Companhia se negou a retirar do YouTube vídeo em que candidato a prefeito de Campo Grande (MS) é acusado de prática criminosa
Rafael Sbarai e Renata Honorato
Veja.com

O diretor geral do Google, Fábio Coelho, foi detido nesta quarta-feira pela Polícia Federal, em São Paulo. O
motivo: a companhia, dona do YouTube, se recusou a retirar do site de
compartilhamento um vídeo em que Alcides Bernal (PP), candidato à
Prefeitura de Campo Grande (MS), é acusado de prática criminosa. Segundo nota da PF, por se tratar de um "crime de menor potencial ofensivo", Coelho não permanecerá preso. Após assinar um termo de ocorrência, deverá ser liberado.
A decisão de prender o diretor do Google foi tomada pelo juiz Flávio Saad Peren, da 35ª Zona Eleitoral.
Segundo a nota da PF, o magistrado considerou que a empresa violou o
artigo 347 do Código Eleitoral, que trata do descumprimento de ordens da
Justiça Eleitoral, ao manter o vídeo contra Bernal no ar.

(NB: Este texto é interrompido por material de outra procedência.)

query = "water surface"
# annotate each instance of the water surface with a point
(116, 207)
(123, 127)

"Nesse caso, o juiz pode adotar uma série de medidas, como bloquear o acesso ao YouTube no Brasil, a exemplo do que aconteceu no episódio envolvendo a modelo Daniela Cicarelli, em 2007", diz Renato Opice Blum, advogado e coordenador do curso de direito digital da Escola Paulista de Direito. "Duvido, contudo, que isso aconteça, em função dos graves problemas decorrentes da interrupção do serviço para os usuários."
A decisão de manter o vídeo contra Bernal no ar é idêntica à adotada
pelo Google em situações semelhantes anteriores. Nesses casos, a
companhia defendeu a posição de que, como provedora do serviço de
compartilhamento de vídeos, não pode ser responsabilizada por conteúdos
publicados por usuários.
A empresa já havia recorrido, ao Tribunal Regional Eleitoral, da decisão
que determinara a retirada do vídeo do ar. Foi derrotada. Agora, espera
ainda para esta quarta-feira o julgamento de novo recurso, desta vez
protocolado no Tribunal Superior Eleitoral.